The Waqf said police cleared young Palestinians out of the Al-Aqsa Mosque compound and barred entry to Muslims under the age of 45.

Israeli police on Sunday escorted more than 120 Jewish visitors to a flashpoint holy site in Jerusalem where police actions in recent weeks had ignited protests and violence that triggered war in Gaza, according to the Islamic authority overseeing the site.

The Waqf said police cleared young Palestinians out of the Al-Aqsa Mosque compound and barred entry to Muslims under the age of 45. Muslims who entered were required to leave their IDs with police at the entrance. It said six Palestinians were detained, with four later released.

Israeli police denied there was any age restriction and said they arrested five suspects who “violated the public order.”

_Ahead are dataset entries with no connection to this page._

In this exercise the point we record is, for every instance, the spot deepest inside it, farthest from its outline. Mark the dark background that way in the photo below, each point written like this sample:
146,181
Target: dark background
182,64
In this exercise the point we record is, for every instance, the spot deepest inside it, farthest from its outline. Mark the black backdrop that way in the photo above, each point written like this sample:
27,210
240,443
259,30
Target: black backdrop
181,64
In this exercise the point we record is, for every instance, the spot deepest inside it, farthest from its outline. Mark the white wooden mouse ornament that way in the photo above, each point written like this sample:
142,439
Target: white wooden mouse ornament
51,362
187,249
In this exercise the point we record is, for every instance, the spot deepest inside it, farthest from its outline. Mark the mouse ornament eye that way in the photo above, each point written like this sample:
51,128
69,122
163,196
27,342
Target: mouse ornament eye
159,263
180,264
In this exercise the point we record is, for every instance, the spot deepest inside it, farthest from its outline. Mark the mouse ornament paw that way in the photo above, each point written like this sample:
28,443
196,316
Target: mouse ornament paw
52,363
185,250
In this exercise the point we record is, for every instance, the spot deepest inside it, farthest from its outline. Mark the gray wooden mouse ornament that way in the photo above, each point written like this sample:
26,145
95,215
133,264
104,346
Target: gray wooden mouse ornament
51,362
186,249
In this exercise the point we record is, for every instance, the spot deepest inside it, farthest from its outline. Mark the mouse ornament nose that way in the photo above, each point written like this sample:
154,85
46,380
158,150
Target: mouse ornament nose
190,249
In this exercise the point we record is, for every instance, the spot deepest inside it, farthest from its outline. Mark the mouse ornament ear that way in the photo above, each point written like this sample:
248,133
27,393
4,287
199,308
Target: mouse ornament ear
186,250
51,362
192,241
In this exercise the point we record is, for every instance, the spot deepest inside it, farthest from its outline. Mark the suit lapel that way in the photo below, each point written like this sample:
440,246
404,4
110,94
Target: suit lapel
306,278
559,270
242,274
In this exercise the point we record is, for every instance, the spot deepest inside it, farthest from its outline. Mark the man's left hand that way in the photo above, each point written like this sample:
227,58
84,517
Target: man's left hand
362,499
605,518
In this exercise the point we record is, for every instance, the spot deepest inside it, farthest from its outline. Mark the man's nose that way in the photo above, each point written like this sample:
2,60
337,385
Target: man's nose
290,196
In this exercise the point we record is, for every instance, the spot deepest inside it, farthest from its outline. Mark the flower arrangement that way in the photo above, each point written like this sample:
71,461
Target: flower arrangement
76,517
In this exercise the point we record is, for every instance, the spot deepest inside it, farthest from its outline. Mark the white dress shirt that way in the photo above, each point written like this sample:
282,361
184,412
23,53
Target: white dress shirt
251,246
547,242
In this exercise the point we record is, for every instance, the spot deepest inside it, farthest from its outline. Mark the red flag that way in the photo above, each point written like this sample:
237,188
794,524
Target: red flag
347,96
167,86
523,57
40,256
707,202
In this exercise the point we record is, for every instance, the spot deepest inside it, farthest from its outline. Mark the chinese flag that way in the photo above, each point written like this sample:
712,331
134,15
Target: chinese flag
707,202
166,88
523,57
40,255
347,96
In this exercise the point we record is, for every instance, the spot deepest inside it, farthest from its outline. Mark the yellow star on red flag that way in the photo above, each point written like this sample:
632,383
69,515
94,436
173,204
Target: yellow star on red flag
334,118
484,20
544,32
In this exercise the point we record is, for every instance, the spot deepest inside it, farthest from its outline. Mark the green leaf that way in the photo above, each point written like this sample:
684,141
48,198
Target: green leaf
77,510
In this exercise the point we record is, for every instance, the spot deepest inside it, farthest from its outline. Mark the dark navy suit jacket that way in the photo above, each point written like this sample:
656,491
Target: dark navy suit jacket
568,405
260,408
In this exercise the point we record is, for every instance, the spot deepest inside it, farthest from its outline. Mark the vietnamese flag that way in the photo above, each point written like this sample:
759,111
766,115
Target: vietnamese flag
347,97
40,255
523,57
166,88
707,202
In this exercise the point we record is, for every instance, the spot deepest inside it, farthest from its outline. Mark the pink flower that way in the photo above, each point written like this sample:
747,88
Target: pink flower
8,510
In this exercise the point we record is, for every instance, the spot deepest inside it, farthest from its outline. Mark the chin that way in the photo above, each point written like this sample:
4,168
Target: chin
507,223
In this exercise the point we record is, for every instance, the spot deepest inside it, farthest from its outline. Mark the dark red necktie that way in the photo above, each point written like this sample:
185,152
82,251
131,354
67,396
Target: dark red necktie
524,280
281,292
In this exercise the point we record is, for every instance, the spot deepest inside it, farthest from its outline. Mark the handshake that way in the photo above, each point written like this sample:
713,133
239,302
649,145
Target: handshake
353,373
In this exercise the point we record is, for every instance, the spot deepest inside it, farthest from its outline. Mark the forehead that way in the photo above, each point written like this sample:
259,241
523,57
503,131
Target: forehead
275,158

Israeli police spokesman Micky Rosenfeld said the site was open for “regular visits” and that police had secured the area to prevent “incidents."

Israeli police had briefly clashed with Palestinian protesters after Friday prayers in an early test for the truce, which had taken effect hours earlier.

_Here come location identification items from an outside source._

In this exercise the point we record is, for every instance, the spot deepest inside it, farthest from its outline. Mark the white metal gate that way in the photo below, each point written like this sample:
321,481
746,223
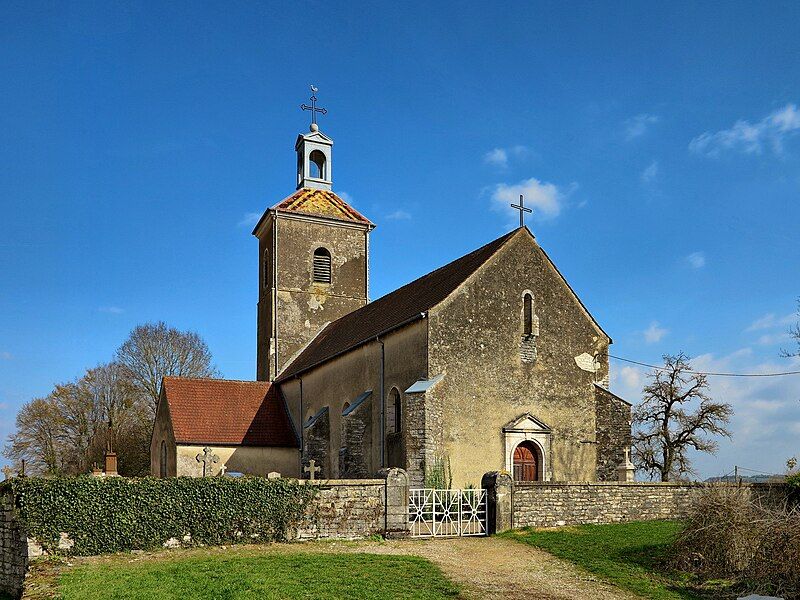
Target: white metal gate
447,513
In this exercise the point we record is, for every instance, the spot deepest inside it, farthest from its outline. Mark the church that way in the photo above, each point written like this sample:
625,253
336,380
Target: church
489,363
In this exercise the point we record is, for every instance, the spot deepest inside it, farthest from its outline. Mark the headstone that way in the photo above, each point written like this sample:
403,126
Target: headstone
208,458
311,469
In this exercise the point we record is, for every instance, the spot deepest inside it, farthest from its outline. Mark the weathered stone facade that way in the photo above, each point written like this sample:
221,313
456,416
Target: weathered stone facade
474,340
356,437
558,504
613,415
470,343
292,308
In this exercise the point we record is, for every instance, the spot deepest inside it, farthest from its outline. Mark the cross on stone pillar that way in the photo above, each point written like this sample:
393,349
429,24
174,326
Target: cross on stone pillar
208,458
522,210
311,469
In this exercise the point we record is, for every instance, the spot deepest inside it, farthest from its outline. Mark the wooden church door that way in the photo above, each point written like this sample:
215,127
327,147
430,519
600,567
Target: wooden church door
526,464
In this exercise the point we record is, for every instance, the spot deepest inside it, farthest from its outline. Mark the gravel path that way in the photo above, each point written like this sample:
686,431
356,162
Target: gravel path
484,567
499,568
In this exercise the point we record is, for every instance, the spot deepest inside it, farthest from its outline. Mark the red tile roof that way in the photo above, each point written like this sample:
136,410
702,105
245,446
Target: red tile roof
322,203
393,310
225,412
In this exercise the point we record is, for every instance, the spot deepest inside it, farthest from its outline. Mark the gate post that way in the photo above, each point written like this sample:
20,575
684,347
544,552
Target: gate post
395,496
499,509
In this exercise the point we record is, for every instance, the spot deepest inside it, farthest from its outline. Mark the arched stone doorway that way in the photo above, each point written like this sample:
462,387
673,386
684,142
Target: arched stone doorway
527,461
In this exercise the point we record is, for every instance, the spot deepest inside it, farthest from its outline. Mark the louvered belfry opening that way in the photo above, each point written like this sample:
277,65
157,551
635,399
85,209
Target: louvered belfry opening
322,266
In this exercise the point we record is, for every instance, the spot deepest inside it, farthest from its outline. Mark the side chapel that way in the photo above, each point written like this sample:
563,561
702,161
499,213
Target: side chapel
490,362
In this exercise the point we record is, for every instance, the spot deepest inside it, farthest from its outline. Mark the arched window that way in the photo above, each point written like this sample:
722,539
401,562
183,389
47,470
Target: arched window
527,462
267,269
322,266
316,165
527,314
394,416
163,466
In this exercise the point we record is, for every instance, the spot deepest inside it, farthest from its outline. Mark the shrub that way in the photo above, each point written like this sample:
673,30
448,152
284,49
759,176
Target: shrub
116,514
729,534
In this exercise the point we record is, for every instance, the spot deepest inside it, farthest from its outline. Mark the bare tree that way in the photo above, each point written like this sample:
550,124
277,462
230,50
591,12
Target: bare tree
666,427
153,351
36,440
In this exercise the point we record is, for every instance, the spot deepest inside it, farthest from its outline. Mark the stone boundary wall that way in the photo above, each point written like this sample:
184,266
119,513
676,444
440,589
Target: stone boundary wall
556,504
342,509
14,550
345,509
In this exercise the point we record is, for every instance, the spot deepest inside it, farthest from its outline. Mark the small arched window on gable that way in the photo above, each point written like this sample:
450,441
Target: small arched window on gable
267,270
316,165
163,461
394,412
322,266
527,314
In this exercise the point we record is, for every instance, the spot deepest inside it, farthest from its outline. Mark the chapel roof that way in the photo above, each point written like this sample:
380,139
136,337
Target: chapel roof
320,203
398,308
227,412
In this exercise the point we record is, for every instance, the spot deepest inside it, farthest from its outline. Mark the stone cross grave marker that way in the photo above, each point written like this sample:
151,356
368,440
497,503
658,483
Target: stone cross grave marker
208,458
311,469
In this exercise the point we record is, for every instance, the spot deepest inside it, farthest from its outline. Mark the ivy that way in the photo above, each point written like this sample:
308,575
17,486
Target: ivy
118,514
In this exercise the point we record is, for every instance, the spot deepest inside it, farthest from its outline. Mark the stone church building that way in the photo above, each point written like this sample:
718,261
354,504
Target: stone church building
490,362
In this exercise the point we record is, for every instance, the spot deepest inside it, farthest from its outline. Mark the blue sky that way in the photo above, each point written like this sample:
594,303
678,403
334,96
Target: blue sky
659,146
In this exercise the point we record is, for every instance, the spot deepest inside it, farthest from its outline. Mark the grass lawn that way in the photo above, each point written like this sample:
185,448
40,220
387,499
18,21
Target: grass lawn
258,575
629,555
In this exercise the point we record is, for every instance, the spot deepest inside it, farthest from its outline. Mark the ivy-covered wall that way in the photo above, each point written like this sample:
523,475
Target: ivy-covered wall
90,515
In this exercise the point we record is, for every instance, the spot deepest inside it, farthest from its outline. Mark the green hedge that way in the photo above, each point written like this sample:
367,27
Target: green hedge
119,514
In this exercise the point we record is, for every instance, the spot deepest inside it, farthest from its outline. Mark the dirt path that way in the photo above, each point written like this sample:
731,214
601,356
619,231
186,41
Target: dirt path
499,568
484,567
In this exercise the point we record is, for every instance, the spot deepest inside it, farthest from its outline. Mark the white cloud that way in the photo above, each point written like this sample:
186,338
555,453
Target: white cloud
696,260
249,219
398,215
544,198
770,321
650,173
767,410
766,420
499,157
751,138
654,333
637,126
773,339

The Waqf said on Sunday it was the first time Jews had been allowed to visit the site since May 4, a week before the war broke out.

The Al-Aqsa Mosque is the third holiest site in Islam. It sits on a sprawling hilltop in Jerusalem’s Old City that is revered by Jews as their holiest site because it was the location of the biblical temples. The site has often been the scene of Israeli-Palestinian violence and was the epicenter of the 2000 Palestinian intifada, or uprising.

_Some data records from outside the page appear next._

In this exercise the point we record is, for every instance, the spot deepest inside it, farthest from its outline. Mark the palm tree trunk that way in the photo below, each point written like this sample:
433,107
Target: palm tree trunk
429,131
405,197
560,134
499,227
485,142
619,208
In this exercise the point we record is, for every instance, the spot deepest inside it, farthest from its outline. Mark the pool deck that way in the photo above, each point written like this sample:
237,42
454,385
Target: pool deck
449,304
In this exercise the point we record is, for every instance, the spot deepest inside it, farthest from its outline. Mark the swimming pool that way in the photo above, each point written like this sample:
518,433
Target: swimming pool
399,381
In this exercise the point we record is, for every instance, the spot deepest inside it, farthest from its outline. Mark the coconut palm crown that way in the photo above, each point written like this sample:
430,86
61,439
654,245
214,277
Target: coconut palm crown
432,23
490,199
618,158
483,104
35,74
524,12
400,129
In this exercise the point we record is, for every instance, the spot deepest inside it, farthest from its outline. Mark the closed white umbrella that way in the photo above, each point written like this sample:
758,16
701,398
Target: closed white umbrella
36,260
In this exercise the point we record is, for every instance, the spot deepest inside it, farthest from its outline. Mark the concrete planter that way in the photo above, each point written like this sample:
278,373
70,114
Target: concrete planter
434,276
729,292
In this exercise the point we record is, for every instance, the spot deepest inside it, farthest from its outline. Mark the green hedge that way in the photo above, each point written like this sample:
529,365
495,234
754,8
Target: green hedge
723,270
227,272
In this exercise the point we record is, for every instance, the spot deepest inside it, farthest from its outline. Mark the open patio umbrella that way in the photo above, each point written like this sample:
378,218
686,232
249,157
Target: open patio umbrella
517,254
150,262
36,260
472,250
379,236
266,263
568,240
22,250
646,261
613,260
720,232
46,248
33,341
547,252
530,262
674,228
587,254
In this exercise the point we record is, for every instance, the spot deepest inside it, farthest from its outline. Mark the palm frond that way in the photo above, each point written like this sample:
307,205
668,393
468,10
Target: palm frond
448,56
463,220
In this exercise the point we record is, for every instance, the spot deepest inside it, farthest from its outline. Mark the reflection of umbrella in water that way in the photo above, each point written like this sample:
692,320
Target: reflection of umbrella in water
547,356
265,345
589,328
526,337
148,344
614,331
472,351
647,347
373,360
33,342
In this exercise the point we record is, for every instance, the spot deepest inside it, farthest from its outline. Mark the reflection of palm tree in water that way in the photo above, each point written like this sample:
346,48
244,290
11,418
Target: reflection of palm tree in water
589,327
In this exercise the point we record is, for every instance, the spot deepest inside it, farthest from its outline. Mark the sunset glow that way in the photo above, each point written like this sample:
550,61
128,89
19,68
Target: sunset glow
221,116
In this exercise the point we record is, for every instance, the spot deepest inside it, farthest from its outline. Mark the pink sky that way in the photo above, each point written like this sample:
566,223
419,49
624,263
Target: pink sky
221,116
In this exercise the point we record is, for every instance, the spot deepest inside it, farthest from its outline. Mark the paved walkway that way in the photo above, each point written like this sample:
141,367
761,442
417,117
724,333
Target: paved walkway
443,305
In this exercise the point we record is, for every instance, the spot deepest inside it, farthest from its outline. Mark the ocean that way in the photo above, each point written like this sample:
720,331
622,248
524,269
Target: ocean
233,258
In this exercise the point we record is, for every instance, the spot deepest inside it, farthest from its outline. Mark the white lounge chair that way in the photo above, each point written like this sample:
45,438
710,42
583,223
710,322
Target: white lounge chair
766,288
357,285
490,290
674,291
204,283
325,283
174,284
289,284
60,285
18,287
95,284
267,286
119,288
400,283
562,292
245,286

Israeli police repeatedly clashed with Palestinian protesters in the days leading up to May 10, when Gaza’s militant Hamas rulers fired long-range rockets at Jerusalem. The threatened eviction of dozens of Palestinian families from a nearby Jerusalem neighborhood was cited as another major trigger of the 11-day war, which was halted by a cease-fire on Friday.

In recent years, increasing numbers of religious and nationalist Jews have visited the site. Palestinians fear Israel plans to eventually take over the compound or partition it. The Israeli government has repeatedly said it has no intention of changing the status quo, under which the Waqf oversees the site under Jordanian custodianship.

The Gaza war saw Israel unleash hundreds of airstrikes across Gaza at what it said were militant targets, while Hamas and other armed groups fired more than 4,000 rockets toward Israel. More than 250 people were killed, the vast majority of them Palestinians.

The Israeli strikes leveled a number of large buildings in the impoverished coastal territory, which is home to more than 2 million Palestinians. Gaza has been under a crippling Israeli-Egyptian blockade since Hamas, an Islamic militant group, seized power from forces loyal to the internationally backed Palestinian Authority in 2007.

The International Committee of the Red Cross said on Friday that an estimated 7,00,000 Palestinians are affected by damage to power and electricity infrastructure, with the water supply decreased by 40%. The group said thousands of people have lost their homes, businesses and places of work in Gaza from the bombardment.

The war also may have left hundreds of unexploded munitions across the territory, the ICRC said.

On Sunday morning, hundreds of municipal workers and volunteers started a one-week campaign to clear rubble from Gaza’s streets. The work began outside a high-rise building that was flattened by Israeli warplanes during the early days of airstrikes on Gaza, with workers loading rubble into donkey carts and small pickup trucks.